MANHASSET, Long Island (WABC) -- Keith Thomas of Massapequa, a former Manhattan wealth manager - and his sister, Michelle Bennett, who is now his caregiver, have watched their lives quickly change.

At 41 years old, Thomas accidentally dove into a shallow pool in Montauk.

"Hit my head at the bottom of the pool, broke my neck," Thomas said.

Thomas became paralyzed from the chest down. The accident happened in July 2020, and Thomas says he stopped talking to his friends for a year and a half.

"I was just embarrassed this happened to me," he said.

Thomas pushed through, joining a study using artificial intelligence to restore physical movement and touch through Northwell Health's Feinstein Institutes for Medical Research.

"The challenge was to get these tiny, tiny little fragile electrodes, hundreds of them, that are mounted on these five chips, precisely targeted to areas of the brain that are responsible for feeling his fingertips and moving his hand," said Laboratory of Human Brain Mapping Director Dr. Ashesh Mehta.
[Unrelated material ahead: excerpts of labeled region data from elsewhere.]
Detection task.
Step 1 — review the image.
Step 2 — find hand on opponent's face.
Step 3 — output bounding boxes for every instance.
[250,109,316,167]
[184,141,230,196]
Doctors created a 3D model of Thomas' brain to practice on - and it worked. The 15-hour double neural bypass surgery in March was a success.

"Opening and closing his hand is what he was able to do," said Bennett.

Thomas said it was 'unbelievable.'

"I couldn't believe it was happening," he adds.

Doctors recorded his surgery.

"This is the first case in the world right now in terms of reconnecting the brain and the body to the spinal cord in trying to restore both movement and the sense of touch," said Professor at the Institute of Bioelectronic Medicine at Feinstein Institutes Chad Bouton.

Thomas can raise his hands higher but wants to do more like wiping his own tears.

"Or just have a private moment for myself that I never had, but I'm in such a better place than I am now when I first started this study," he says.

Thomas is looking forward to making more progress. As for the medical team, they hope to keep going, possibly using AI to give people the chance to walk again.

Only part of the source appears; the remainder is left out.